На галереях гостям подавали мороженое, вечер был ясным, теплым и безлунным. Так же как в Хстове по праздникам множество колдунов разгоняло облака, так и в Волгороде колдуны трудились на благо его князя. Впрочем, Крапа не дал бы голову на отсечение, что это подневольные колдуны, – возможно, Волгородский князь имел договоренности с Чернокнижником и колдунами на своих землях. Конечно, на следующий вечер намечался более грандиозный фейерверк, но и этот был неплох.

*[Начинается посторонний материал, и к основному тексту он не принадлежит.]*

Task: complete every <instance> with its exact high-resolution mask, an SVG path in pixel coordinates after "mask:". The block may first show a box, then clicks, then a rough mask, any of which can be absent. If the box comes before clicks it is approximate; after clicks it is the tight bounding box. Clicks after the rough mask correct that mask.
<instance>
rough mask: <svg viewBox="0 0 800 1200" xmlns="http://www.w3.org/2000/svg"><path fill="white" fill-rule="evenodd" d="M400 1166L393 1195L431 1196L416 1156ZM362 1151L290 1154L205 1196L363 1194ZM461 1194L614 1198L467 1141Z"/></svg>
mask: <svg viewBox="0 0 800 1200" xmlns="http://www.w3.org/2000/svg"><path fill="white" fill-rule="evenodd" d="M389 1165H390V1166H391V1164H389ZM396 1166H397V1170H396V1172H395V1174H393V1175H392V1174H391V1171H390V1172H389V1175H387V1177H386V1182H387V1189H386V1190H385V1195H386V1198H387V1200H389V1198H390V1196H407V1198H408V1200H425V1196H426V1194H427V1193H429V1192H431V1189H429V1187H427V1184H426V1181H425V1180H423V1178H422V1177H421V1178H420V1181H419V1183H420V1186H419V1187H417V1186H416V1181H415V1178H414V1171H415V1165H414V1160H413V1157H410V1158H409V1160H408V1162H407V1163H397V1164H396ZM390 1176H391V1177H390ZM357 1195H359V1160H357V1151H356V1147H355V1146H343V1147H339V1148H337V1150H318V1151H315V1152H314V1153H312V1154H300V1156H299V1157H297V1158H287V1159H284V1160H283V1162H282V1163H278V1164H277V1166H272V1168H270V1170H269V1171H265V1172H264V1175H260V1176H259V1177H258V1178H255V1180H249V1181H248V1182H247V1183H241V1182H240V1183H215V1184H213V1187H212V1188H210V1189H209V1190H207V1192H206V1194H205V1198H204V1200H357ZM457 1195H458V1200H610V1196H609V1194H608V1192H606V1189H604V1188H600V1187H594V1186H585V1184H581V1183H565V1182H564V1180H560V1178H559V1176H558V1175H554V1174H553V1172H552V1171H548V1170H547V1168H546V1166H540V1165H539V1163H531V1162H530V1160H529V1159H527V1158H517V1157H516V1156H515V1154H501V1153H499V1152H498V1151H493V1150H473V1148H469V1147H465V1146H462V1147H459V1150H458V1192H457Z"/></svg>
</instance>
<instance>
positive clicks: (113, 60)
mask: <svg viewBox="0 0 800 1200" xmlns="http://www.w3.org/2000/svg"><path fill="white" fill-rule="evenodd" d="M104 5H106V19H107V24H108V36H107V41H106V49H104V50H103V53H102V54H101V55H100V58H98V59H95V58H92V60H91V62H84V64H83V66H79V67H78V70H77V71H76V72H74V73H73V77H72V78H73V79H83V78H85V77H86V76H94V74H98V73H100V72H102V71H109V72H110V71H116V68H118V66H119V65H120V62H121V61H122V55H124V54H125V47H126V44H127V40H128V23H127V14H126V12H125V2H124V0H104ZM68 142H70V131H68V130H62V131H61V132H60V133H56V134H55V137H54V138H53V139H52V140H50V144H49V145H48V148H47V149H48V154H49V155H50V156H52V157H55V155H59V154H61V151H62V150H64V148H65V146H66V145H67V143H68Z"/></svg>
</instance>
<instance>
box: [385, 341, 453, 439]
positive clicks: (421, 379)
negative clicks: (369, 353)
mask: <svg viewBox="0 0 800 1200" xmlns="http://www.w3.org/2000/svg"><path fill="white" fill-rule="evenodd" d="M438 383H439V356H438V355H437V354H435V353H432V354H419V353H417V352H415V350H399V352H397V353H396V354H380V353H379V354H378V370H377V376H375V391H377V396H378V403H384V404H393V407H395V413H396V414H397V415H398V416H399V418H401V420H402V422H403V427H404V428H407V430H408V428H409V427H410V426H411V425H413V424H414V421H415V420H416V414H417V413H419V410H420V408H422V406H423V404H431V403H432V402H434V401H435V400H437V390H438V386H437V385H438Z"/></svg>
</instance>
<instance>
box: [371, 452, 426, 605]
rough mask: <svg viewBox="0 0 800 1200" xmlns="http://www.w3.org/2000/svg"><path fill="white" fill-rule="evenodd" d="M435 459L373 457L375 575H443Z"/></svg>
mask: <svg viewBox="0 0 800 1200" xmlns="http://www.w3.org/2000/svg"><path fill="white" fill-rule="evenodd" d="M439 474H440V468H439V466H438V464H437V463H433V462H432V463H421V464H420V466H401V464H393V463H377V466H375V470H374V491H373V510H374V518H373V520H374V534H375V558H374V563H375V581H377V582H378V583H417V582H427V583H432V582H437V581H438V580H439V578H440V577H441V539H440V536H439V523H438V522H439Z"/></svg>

Разумеется, гостям не было дела ни до фейерверка, ни до мороженого. Зато сладкие вина быстро ударили им в головы: голоса становились все более громкими, смех – все менее сдержанным, разговоры все дальше отступали от приличий.
Крапа пристроился у поручней галереи и, любуясь каруселью брызжущих искрами белых огней, внимательно прислушивался к беседам храмовников. Нет, он не надеялся разведать их тайны – лишь составить мнение: блефом ли была их нагловатая уверенность, которой они держались в разговорах с Государем?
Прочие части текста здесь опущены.